Michel Leiris : un ton nietzschéen.

 À la date du 5 août 1924, Michel Leiris écrit dans son journal :

" " Quand le diable devient vieux, il se fait ermite."
La plupart de nos désirs refoulés ne le sont qu'à cause de leur faiblesse ou de leur décrépitude et non grâce à la puissance de notre volonté. Nous sommes fiers de triompher de nos passions, car nous ne voyons pas qu'elles se sont usées d'elles-mêmes. En cela nous ressemblons en tous points à l'ivrogne qui reste sobre durant un certain temps à la suite d'une grande soûlerie, s'imaginant obéir à un sentiment de dignité, alors qu'il n'est mû que par les nausées et la crainte des maux d'estomac. C'est d'ailleurs ce mécanisme de sublimation qui nous permet seul de ne pas périr de dégoût quand nous regardons en nous-même.
La sublimation réalise une véritable transmutation des valeurs ; elle est la pierre philosophale de notre esprit, teignant pour nos yeux le plomb en or. Et peut-être l'existence de cet instinct est-elle l'unique preuve de l'existence d'un sens moral, puisque nous essayons tant bien que mal - en les rognant, les rembourrant, les maquillant - de faire cadrer nos actes avec un certain idéal. La différence fondamentale entre l'homme et l'animal résiderait plutôt dans cet instinct de sublimation que dans la faculté de concevoir et d'imaginer. La sublimation serait donc le signe même de l'âme, - mais aussi son noeud gordien, impossible à dénouer, puisqu'elle prouve tout aussi bien notre bassesse (nos désirs les plus nobles n'étant que des désirs bas sublimés) que notre dignité (le besoin d'idéal nous poussant à travestir l'abjection de nos instincts). Voilà cette " grandeur et misère de l'homme " dont parle Pascal, [noeud gordien que Dieu seul est capable de trancher]." (Gallimard, 1992, p. 55-56)


mercredi 7 octobre 2020

En rester au glaçon : " Efface l'imagination. Arrête cette agitation. Dans le temps, fixe le présent." (Marc-Aurèle, Pensées, VII, 29)

 " Un homme à qui l'on a bandé les yeux en lui expliquant qu'on allait lui trancher la gorge peut éventuellement, au moment où on lui place un glaçon sur le cou, juger faussement qu'il a mal, alors qu'en réalité il ne ressent qu'une sensation de froid.
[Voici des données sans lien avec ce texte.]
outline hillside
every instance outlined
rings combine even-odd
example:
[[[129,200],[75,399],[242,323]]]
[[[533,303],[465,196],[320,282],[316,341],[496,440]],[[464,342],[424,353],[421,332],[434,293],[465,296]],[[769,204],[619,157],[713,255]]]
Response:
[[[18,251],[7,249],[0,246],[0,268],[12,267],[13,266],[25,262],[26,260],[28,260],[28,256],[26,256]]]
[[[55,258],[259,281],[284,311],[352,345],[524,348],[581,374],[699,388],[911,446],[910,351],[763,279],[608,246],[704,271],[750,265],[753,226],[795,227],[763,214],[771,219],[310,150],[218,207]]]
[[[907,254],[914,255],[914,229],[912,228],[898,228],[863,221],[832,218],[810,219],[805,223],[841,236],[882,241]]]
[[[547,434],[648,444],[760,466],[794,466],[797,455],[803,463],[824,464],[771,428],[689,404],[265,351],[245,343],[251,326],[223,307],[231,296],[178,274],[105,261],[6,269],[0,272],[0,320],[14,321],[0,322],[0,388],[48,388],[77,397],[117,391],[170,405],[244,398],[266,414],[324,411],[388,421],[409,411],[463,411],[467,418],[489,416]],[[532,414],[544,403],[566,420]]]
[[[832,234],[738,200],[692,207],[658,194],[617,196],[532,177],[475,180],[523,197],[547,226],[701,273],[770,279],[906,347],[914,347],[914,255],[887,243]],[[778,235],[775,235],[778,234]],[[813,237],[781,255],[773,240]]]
Toutefois, il nous semble intuitivement que ce qui lui apparaissait introspectivement, et qu'il aurait pu remarquer, s'il avait prêté suffisamment attention, et s'il n'avait pas été perturbé par sa crainte, est bien une sensation de froid, non de douleur." (François Kammerer, Conscience et matière. Une solution matérialiste au problème de l'expérience consciente., Éditions matériologiques, Paris, 2019, p. 99)

D'un point de vue stoïcien, non seulement on est capable de ne pas mal juger ce qu'on ressent, mais on a l'obligation de ne pas le faire et  au contraire celle de bien juger ce qu'on ressent. Ne pas rendre le monde affolant et faux en le doublant d'opinions précipitées, s'en tenir à ce qui se passe présentement sans anticiper douteusement et souvent faussement la suite. Certes si on ressent une douleur, celui qui me reproche de croire la ressentir formule une accusation injustifiée. Mais si on juge qu'on ressent une douleur, il en va tout autrement : le jugement peut en effet être faux s'il est causé par la crainte de bientôt ressentir la douleur en question.

Certes le stoïcisme ne préparait pas à affronter des simulacres d'égorgement, mais des égorgements réels, des tortures non psychologiques. Que fait théoriquement le stoicien s'il va être égorgé pour de bon ? Il ne peut plus compter sur le contrôle de son imagination mais seulement sur la révision à la baisse de ce que son imagination lui présente : ce qui va être égorgé, c'est son corps et pas lui-même en tant qu'esprit. Le bourreau ne peut pas nuire à son esprit, car ce dernier lui échappe. Le futur égorgé garde jusqu'au bout l'usage de son esprit : à lui d'en faire bon usage, c'est-à-dire de juger que le mal n'est pas à l'extérieur et qu'il ne dépend que de lui de l'éviter en connaissant la vérité sur la réalité. La vérité contient deux thèses, une descriptive : cet égorgement fait partie de la Pièce, une normative : il faut jouer la Pièce correctement jusqu'au final.

dimanche 4 octobre 2020

L'Idée platonicienne meurt à Delphes.

 Michel Leiris, en 1928, dans son journal, rapporte ainsi un de ses rêves :

" Je voyage à Delphes dans un pays montagneux, assez dangereux. J'arrive à Delphes et aperçois derrière le temple, toute une série de déserts qui s'étendent à perte de vue. Au bout de chaque désert, il y a une chaîne de montagnes. Derrière cette chaîne de montagnes, il y a un autre désert, limité lui-même par une chaîne de montagnes masquant un troisième désert et ainsi de suite. C'est l'ensemble de tous ces déserts limités qui constitue le vrai Désert, le DÉSERT en soi." (Gallimard, 1992, p. 131)

mardi 1 septembre 2020

Une nouvelle adaptation de l'allégorie de la caverne chez Cicéron : où le temps de l'otium est celui de l'erreur.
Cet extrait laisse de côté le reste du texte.